Advisory committees like the ones in Whanganui, Palmerston and Whakatane could identify bright pupils and encourage their parents to send them to boarding-school if they can afford it. The most spectacular outcome of the Hunn Report was the setting up of the Maori Educational Foundation with the aim of providing secondary scholarships and trade training for gifted pupils. Since the scholarships come only from interest on investment, the immediate prospects are limited, but they will grow. The board of trustees is weighted on the side of the Government, and there is some caution on the part of Trust Boards and incorporations about doing what Mr Hunn has urged, channelling all their educational grants into the Foundation: it is a question of control of their own money and a natural preference that it should be used for members of their own tribe. It is not possible to predict how the current drive for donations will proceed. All success to it, but it is being run like a grand charity, and I suspect there is a certain sales resistance (from pakehas) on the ground that the public is being asked to subsidise an undertaking that is usually considered entirely a Government responsibility.

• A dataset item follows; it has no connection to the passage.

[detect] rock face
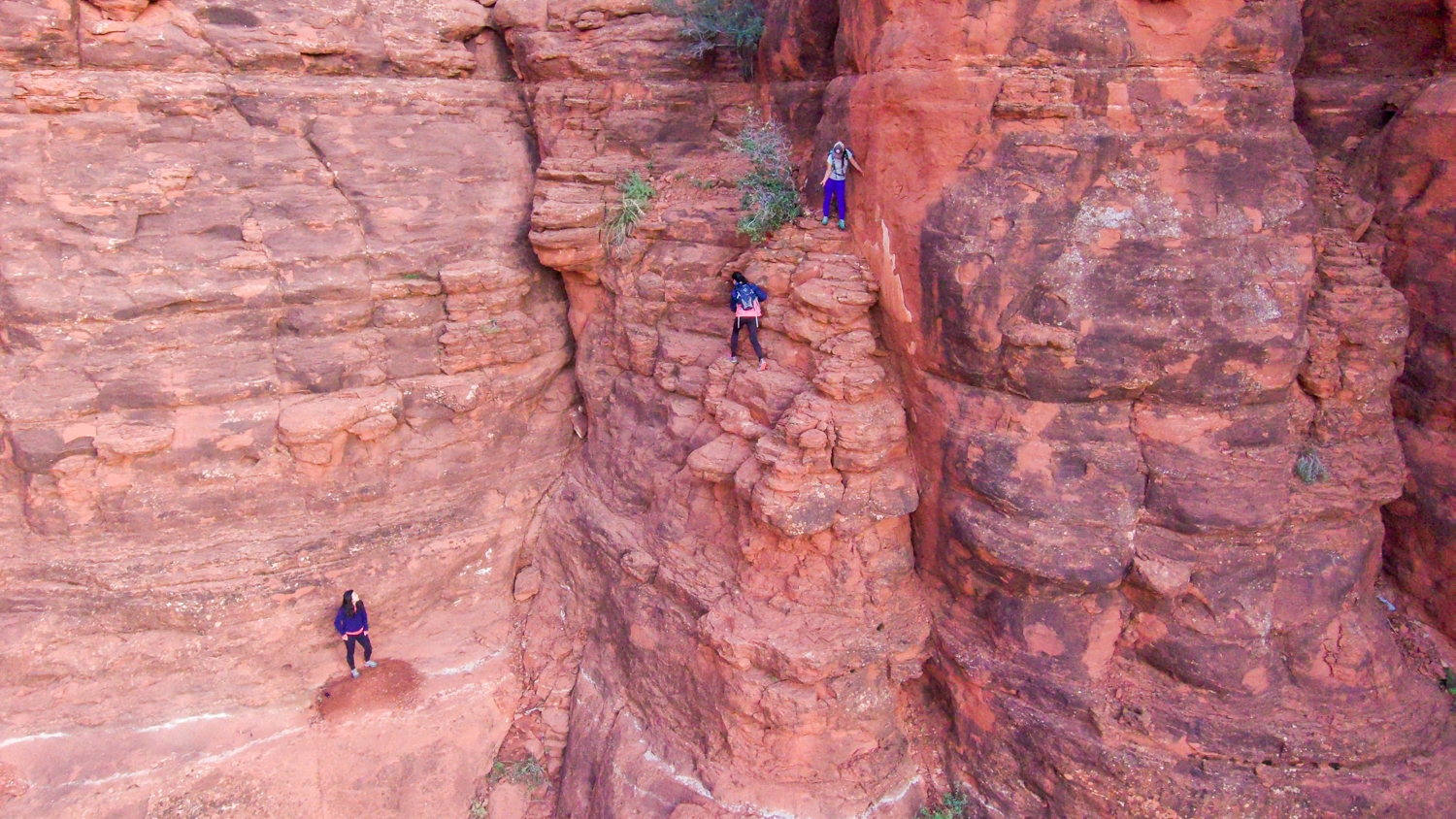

Besides this Government action, there are from Maoris themselves signs of hope: at conferences a concern over absenteeism, proposals for starting supervised play-centres on the maraes for pre-school children, and this statement from the Tauranga discussion group: Tn spite of all the difficulties we see in the way, in spite of all calls for assistance which we page 118 have made in this evaluation, we admit that, in the final analysis, in all efforts made on our behalf to help us cope with economic circumstances, the primary and fundamental effort must come from ourselves.'

13 Ernest Beaglehole and James Ritchie, 'The Rakau Maori Studies', Journal of the Polynesian Society, June 1958, p. 137.